Angus King, the so-far independent senator-elect from Maine, walked in alone — though he may choose a partner soon.
King had said he might wait until after Thanksgiving to pick a party, but senators are holding leadership elections Wednesday, forcing him to make a decision much faster than expected.
“The important thing is that whichever decision I make . . . I don’t consider that building a wall between myself and the other party,” he told reporters Tuesday.
During his two terms as Maine’s independent governor, he said, he worked with both parties on several issues.
In an interview before arriving Monday in Washington, King didn’t rule out joining with Republicans despite the fact that the GOP spent millions on attack ads against him during the campaign to succeed retiring Sen. Olympia J. Snowe (R).
“I’m not ruling it out, I’m not ruling it in,” he said. “I’m not ruling it out with the Democrats one way or the other, either.
“I’ve had people urge me [to] not really talk to either side and not take a committee assignment and plant the flag in the middle of the aisle,” he added. “But I’m not inclined to do that because it makes what I’m doing a stunt.”
Most observers and Senate aides expect King to join with Democrats in part because Majority Leader Harry M. Reid (Nev.) and other Democrats didn’t support members of their party in Maine’s Senate race on the assumption that King would join them next year.

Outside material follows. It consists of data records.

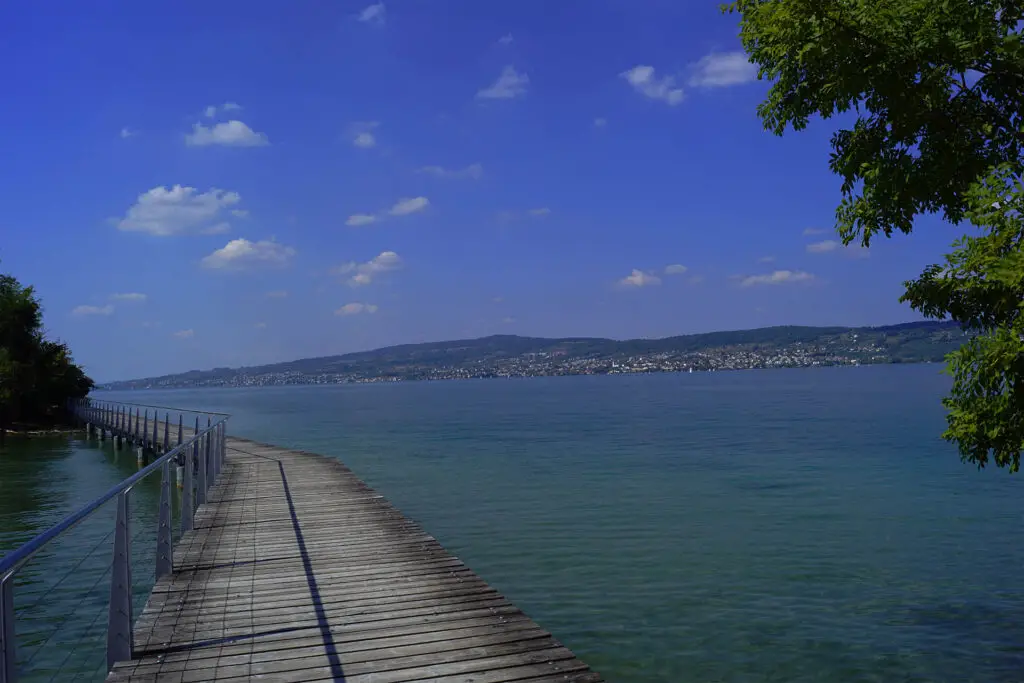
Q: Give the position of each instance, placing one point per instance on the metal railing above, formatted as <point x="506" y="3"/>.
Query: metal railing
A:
<point x="198" y="456"/>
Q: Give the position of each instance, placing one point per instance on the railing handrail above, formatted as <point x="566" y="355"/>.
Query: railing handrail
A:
<point x="161" y="408"/>
<point x="10" y="562"/>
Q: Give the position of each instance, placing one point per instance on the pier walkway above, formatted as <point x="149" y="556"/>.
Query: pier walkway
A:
<point x="294" y="569"/>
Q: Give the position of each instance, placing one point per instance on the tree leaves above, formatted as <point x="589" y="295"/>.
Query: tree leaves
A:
<point x="938" y="88"/>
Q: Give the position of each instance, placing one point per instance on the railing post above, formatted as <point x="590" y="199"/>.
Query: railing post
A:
<point x="165" y="561"/>
<point x="167" y="432"/>
<point x="119" y="639"/>
<point x="8" y="649"/>
<point x="198" y="465"/>
<point x="203" y="456"/>
<point x="186" y="493"/>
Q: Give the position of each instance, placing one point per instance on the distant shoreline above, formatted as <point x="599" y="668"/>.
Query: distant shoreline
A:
<point x="258" y="385"/>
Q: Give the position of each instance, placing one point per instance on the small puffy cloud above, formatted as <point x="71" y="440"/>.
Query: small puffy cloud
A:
<point x="639" y="279"/>
<point x="406" y="206"/>
<point x="361" y="133"/>
<point x="129" y="296"/>
<point x="230" y="133"/>
<point x="776" y="278"/>
<point x="176" y="210"/>
<point x="823" y="247"/>
<point x="473" y="171"/>
<point x="364" y="273"/>
<point x="365" y="140"/>
<point x="240" y="254"/>
<point x="644" y="81"/>
<point x="212" y="110"/>
<point x="355" y="309"/>
<point x="360" y="219"/>
<point x="375" y="14"/>
<point x="85" y="310"/>
<point x="720" y="70"/>
<point x="510" y="84"/>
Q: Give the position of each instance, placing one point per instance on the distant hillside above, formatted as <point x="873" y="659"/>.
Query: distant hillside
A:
<point x="509" y="355"/>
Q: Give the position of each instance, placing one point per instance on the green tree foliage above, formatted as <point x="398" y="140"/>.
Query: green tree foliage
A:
<point x="935" y="92"/>
<point x="37" y="376"/>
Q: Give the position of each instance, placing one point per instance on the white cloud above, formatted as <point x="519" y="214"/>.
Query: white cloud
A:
<point x="410" y="205"/>
<point x="365" y="140"/>
<point x="376" y="14"/>
<point x="217" y="228"/>
<point x="364" y="273"/>
<point x="239" y="254"/>
<point x="164" y="211"/>
<point x="474" y="171"/>
<point x="129" y="296"/>
<point x="722" y="69"/>
<point x="356" y="308"/>
<point x="363" y="135"/>
<point x="644" y="81"/>
<point x="360" y="219"/>
<point x="823" y="247"/>
<point x="229" y="133"/>
<point x="776" y="278"/>
<point x="82" y="311"/>
<point x="510" y="84"/>
<point x="640" y="279"/>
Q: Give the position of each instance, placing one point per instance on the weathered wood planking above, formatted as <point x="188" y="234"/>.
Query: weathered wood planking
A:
<point x="296" y="570"/>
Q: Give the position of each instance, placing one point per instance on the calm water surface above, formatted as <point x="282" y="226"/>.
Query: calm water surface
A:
<point x="774" y="525"/>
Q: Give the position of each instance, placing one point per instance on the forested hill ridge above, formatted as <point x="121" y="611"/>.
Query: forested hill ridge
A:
<point x="508" y="355"/>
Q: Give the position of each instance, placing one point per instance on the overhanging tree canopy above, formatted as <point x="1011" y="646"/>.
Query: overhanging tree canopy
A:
<point x="937" y="89"/>
<point x="37" y="376"/>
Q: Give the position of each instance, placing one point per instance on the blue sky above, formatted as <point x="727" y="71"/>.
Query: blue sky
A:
<point x="226" y="183"/>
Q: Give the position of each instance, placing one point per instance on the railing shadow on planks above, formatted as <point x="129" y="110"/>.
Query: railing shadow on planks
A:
<point x="44" y="634"/>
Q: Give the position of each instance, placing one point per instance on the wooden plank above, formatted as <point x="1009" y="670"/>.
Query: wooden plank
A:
<point x="296" y="569"/>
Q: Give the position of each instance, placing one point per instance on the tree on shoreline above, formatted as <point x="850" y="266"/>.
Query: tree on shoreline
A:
<point x="937" y="90"/>
<point x="37" y="376"/>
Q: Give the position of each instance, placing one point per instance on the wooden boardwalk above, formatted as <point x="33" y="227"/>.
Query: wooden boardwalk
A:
<point x="296" y="570"/>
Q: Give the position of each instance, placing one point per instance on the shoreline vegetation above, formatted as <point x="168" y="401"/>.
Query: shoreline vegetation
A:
<point x="512" y="356"/>
<point x="38" y="376"/>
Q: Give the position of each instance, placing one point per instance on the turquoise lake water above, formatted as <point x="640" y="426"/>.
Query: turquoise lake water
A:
<point x="765" y="525"/>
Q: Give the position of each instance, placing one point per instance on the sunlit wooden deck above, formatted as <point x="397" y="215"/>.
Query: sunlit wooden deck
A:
<point x="296" y="570"/>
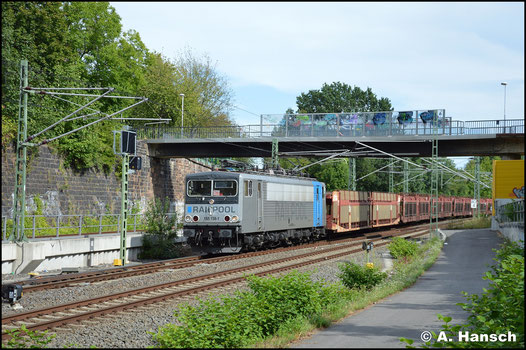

King and the 11 other new senators attended a series of briefings and receptions Tuesday. Sen. Charles E. Schumer (D-N.Y.) warmly greeted several new Democrats and their spouses, at one point turning to the wife of Sen.-elect Chris Murphy (Conn.) to say, “He’s going to love this job.”
Warren dodged reporters several times Tuesday, and as she whisked by journalists with Baldwin, she told her new friend, “Pretend you’re talking to me.”
Sen.-elect Ted Cruz (R-Tex.) held court, saying that he hoped to work with President Obama on fiscal issues “if the president is serious about what he said on the campaign trail” about bringing the parties together.
King mostly ignored reporters’ questions as he roamed the halls. He began the day by visiting the offices of Sen. Susan Collins (R-Maine), where they posed for a bank of cameras. Collins said that she looked forward “to welcoming Angus into the group of centrist senators who actually try to solve problems rather than just score political points.”
Then the two exchanged gifts. Collins gave King a pair of Senate cuff links. He gave her a tea-maker.
“Have you learned that your office is likely in the basement?” Collins asked King as they shook hands. “When I was a freshman senator, you actually had to get to the loading dock to get to my office and get through these slips of plastic and find your way.”
“It’s still the United States Senate,” King replied.